ISTANBUL: The trial started on Monday of 17 people, mostly journalists, accused of links to last year’s failed coup attempt in Turkey, amid heightened concerns for press freedoms.
The defendants include prominent journalist Nazli Ilicak, former newspaper chief editor Ahmet Altan and his brother Mehmet Altan, an economics professor and writer. They have been accused of having prior knowledge of the coup attempt — which has been blamed on US-based cleric Fethullah Gulen — and of supporting it.
The three, who were staunch government critics, face life in prison if found guilty of charges. They are accused of “attempting to remove the constitutional order” and “committing a crime on behalf of an armed terrorist group without being a member of it, Turkish Hurriyet Daily News reported.

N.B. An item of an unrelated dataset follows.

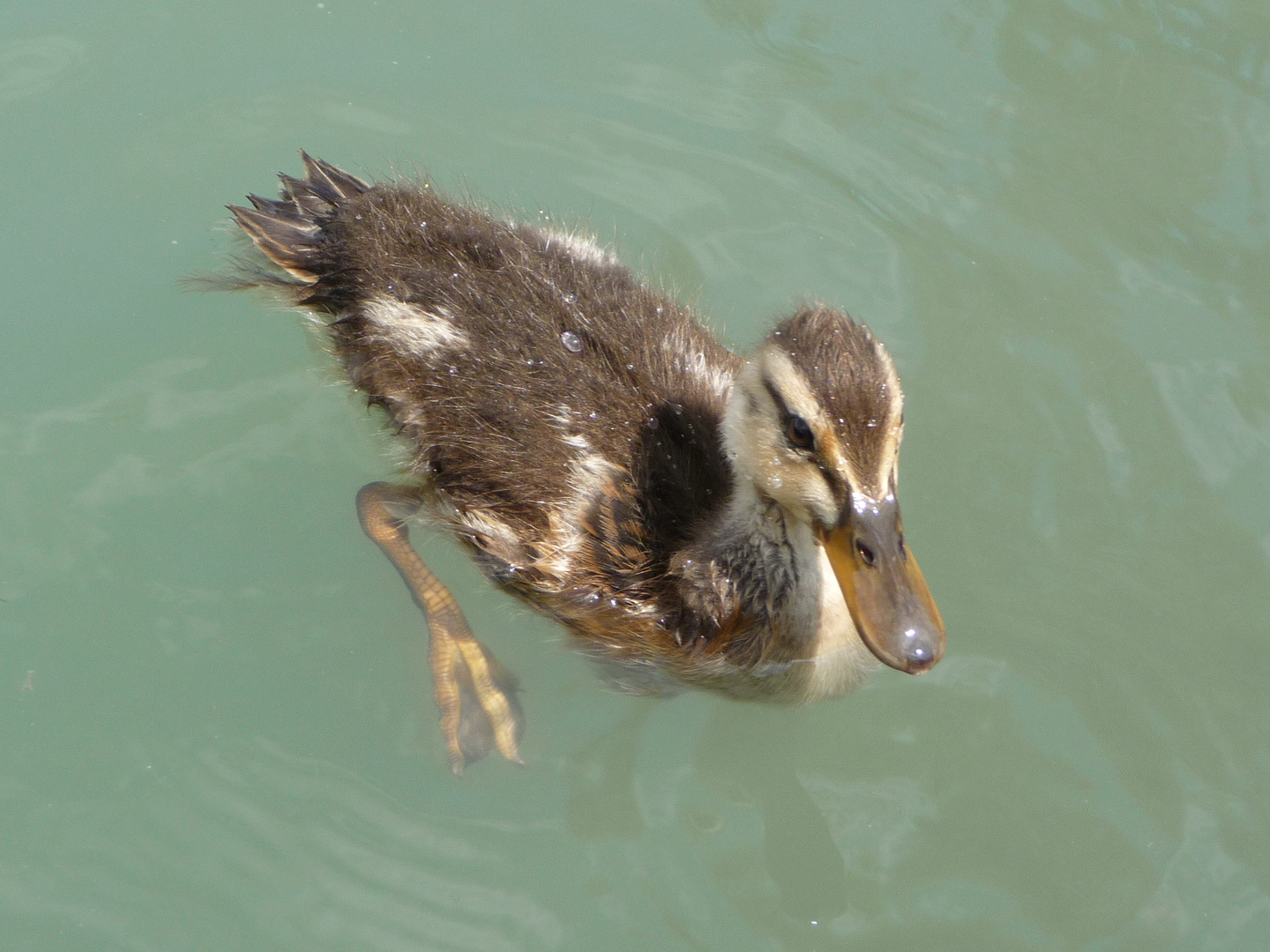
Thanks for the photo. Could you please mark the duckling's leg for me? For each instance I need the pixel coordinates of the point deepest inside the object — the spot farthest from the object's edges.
(475, 695)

Ilicak and the Altan brothers are among six jailed defendants. Ten other suspects, including Ekrem Dumanli, the former editor in chief of the Gulen-linked Zaman newspaper, are at large and being tried in absentia. Another defendant is free pending the verdict.

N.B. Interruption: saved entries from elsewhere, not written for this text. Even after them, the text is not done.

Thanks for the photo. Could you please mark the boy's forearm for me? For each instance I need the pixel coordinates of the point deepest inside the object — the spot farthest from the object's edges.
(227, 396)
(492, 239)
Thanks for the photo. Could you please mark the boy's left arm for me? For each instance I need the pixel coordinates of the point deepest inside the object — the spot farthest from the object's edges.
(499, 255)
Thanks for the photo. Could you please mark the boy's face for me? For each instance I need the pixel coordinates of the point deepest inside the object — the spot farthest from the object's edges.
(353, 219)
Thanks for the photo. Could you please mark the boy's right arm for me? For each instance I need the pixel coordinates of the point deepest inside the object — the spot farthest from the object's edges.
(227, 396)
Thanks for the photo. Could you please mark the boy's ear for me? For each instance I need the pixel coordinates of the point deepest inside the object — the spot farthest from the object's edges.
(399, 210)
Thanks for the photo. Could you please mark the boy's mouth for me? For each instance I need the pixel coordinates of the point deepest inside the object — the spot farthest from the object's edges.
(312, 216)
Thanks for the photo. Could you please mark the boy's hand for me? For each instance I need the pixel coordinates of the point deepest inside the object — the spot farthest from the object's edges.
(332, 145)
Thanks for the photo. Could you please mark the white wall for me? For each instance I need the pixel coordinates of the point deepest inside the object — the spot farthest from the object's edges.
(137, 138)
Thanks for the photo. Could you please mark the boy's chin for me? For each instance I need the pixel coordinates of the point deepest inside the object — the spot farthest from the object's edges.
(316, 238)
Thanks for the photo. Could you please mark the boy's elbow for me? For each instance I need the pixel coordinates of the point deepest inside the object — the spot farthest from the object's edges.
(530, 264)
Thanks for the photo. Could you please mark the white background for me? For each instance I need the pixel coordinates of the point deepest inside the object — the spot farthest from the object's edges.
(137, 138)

Reporters Without Borders, the media advocacy group, called for the immediate release of Ilicak and the Altan brothers, who have been in pre-trial detention since July and September.

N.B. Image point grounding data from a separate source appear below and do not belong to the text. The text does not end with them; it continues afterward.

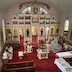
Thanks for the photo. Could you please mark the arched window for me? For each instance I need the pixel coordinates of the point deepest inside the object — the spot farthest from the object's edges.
(28, 9)
(66, 25)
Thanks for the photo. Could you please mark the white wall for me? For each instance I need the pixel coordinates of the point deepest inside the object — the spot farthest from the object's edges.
(15, 10)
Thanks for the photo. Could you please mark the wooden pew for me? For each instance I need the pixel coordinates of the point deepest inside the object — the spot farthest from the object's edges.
(26, 66)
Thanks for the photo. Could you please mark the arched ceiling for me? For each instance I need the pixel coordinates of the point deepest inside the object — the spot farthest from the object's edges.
(63, 5)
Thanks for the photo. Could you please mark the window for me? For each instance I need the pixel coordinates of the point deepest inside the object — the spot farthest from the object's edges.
(66, 25)
(28, 9)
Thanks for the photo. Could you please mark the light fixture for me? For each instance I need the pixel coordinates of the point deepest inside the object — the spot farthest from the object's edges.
(35, 3)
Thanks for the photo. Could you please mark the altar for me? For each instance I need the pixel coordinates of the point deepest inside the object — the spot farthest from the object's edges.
(63, 65)
(42, 54)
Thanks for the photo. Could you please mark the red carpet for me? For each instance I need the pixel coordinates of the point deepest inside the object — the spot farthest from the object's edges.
(45, 65)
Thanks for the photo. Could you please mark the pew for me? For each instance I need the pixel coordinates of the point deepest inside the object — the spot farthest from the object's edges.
(26, 66)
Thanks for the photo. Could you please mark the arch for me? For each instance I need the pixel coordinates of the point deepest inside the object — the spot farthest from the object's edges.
(29, 10)
(66, 25)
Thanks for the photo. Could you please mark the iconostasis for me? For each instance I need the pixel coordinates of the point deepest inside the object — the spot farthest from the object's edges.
(31, 26)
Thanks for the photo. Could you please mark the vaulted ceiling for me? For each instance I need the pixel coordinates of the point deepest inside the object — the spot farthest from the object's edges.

“It is high time that the Turkish authorities ended their systematic criminalization of critics,” the group said. “The already worrying situation of its media has become critical under the state of emergency proclaimed after the 2016 coup attempt.”
Turkey has arrested some 50,000 people in a massive crackdown following the failed coup and dismissed tens of thousands of other people from government jobs. Around 150 media organizations have been closed down and more than 100 journalists have been jailed.
Gulen, who is in self-imposed exile in the US, has denied involvement in the coup attempt.